Update Knative addon configuration

To specify or update the Knative addon configuration, edit the cluster.yaml section and specify the values for the garbage collection settings:

- configRepository: https://github.com/mesosphere/kubeaddons-kaptain
  configVersion: stable-1.20-1.3.0
  addonsList:
    - name: knative
      enabled: true
      values: |
        serving:
          gc:
            retainSinceCreateTime: "48h"
            retainSinceLastActiveTime: "15h"
            minNonActiveRevisions: "20"
            maxNonActiveRevisions: "1000"

After updating the settings, run konvoy deploy addons to apply the changes.

NOTE: The Knative Controller automatically reloads configuration changes when the addon is updated. However, this doesn't trigger an automatic revision cleanup. The cleanup will be performed upon the next service version deployment.

Example configurations

If you only need to keep the latest revision of each model, the following settings can be used:

- configRepository: https://github.com/mesosphere/kubeaddons-kaptain
  configVersion: stable-1.20-1.3.0
  addonsList:
    - name: knative
      enabled: true
      values: |
        serving:
          gc:
            minNonActiveRevisions: "0"
            retainSinceCreateTime: "1s"
            retainSinceLastActiveTime: "1s"

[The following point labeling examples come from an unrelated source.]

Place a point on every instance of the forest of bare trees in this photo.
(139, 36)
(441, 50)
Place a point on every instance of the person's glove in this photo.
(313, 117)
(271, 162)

Example configuration that retains the last ten non-active revisions:

- configRepository: https://github.com/mesosphere/kubeaddons-kaptain
  configVersion: stable-1.20-1.3.0
  addonsList:
    - name: knative
      enabled: true
      values: |
        serving:
          gc:
            minNonActiveRevisions: "10"
            retainSinceCreateTime: "1s"
            retainSinceLastActiveTime: "1s"